I setup Roon a couple months ago, and, for what it's worth, here's what I ended up with:
1. An Intel NUC dedicated as a Roon ROCK server. I started with an M1 Mac Mini as the server, but it would not reliably serve 192/24 files. Clicks and pops. Lots of troubleshooting on a home network that is small-enterprise quality. Turned out to be the Mac. Roon develops their server software as a light, custom Linux installation, and an Intel NUC is their canonical server. All other version of Roon are adapted to the operating system and incur all the interrupted and competing system processes that Roon has eliminated from their pared down Linux implementation. Many people get Roon to run ok on various home computers, but for the best audio quality, the dedicated Roon ROCK server built according the their excellent instrucations is best. Roon sells a pre-built version of this as the Roon Nucleus on their website.
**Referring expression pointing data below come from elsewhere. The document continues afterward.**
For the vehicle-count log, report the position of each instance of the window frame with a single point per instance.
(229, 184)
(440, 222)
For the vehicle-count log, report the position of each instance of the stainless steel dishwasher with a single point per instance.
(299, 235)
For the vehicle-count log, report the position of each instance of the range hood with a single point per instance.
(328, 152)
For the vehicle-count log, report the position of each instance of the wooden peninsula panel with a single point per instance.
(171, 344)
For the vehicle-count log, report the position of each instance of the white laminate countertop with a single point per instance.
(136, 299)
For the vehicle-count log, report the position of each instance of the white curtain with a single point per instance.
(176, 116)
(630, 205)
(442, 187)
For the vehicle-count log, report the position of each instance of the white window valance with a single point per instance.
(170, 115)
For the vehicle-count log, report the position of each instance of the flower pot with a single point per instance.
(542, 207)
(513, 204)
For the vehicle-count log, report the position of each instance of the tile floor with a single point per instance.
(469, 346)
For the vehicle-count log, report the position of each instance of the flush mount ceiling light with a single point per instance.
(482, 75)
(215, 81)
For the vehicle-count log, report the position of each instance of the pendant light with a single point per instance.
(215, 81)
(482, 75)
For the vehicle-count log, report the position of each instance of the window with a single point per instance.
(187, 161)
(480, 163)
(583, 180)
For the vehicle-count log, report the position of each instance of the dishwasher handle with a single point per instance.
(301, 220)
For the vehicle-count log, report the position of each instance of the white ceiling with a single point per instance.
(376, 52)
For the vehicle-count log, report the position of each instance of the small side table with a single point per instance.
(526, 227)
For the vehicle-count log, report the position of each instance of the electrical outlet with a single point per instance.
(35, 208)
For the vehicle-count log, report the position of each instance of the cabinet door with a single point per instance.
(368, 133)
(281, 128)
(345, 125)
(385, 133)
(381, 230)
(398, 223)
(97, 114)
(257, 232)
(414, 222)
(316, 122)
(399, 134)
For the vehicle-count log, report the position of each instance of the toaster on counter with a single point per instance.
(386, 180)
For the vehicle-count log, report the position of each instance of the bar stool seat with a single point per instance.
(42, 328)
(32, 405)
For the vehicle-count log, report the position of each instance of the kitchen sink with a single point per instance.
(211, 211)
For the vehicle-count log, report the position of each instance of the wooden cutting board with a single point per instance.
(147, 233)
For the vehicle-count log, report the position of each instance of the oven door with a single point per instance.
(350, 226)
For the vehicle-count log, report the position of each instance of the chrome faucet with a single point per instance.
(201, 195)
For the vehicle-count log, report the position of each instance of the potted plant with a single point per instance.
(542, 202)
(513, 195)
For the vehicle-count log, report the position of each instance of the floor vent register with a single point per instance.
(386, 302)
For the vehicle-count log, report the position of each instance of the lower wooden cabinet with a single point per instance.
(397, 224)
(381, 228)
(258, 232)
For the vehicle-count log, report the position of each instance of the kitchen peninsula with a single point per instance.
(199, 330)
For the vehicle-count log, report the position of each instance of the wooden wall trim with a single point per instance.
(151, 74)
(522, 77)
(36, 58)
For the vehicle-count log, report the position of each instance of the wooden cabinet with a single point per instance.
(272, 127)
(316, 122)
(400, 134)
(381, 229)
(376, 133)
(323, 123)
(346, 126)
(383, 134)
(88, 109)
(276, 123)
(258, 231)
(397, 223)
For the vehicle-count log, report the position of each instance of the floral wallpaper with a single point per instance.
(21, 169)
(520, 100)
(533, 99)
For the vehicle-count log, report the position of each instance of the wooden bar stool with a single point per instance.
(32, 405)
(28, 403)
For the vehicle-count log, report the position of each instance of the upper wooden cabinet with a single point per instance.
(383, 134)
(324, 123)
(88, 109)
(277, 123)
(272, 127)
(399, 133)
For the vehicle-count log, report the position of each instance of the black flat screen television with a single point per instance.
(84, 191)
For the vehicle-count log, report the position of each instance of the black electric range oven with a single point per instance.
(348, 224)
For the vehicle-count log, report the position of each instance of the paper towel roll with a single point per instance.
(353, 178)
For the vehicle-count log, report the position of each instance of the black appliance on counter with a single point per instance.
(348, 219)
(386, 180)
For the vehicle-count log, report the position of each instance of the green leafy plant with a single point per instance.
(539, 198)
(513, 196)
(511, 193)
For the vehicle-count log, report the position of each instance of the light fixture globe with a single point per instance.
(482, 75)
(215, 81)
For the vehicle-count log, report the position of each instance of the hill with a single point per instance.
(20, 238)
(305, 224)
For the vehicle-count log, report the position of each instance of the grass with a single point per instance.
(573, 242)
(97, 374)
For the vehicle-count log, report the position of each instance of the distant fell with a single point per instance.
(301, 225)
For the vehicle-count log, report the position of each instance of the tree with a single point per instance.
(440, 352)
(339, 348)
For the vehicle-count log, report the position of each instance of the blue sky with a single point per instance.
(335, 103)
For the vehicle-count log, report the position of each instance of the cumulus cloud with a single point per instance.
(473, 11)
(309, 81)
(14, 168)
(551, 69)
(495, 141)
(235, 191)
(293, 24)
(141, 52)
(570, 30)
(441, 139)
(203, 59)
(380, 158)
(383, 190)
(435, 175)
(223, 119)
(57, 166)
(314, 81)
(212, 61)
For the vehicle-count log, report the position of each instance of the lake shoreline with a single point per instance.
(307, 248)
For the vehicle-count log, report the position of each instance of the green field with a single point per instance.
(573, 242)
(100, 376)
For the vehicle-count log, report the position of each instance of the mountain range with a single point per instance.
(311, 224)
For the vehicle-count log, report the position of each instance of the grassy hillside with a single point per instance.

2. Server is connected by ethernet to 1 Gb switch and an Allo DigiOne Signature or Pi2AES running Ropieee is also hardwired to the same switch. Again, a dedicated, stripped down Linux purely focused on cleanly pulling audio from the ethernet input and getting very low jittter signal out to Coax or HDMI I2S (in the case of the Pi2AES). An Allo USBridge Signature is an option as well, but USB has been tested to be a weak link (e.g., https://www.youtube.com/watch?v=Jvu_doQfAI0
3. This can then go to a digital-to-digital transport (I use a Denafrips Gaia) for further jitter reduction and conversion (as desired) before heading to the DAC.
The biggest lesson learned for me was to keep the whole chain running on highly optimized, pared down Linux boxes. General purpose computer OSs just have too many irrelevant processes going on and too much eletrical noise to be good audiophile components.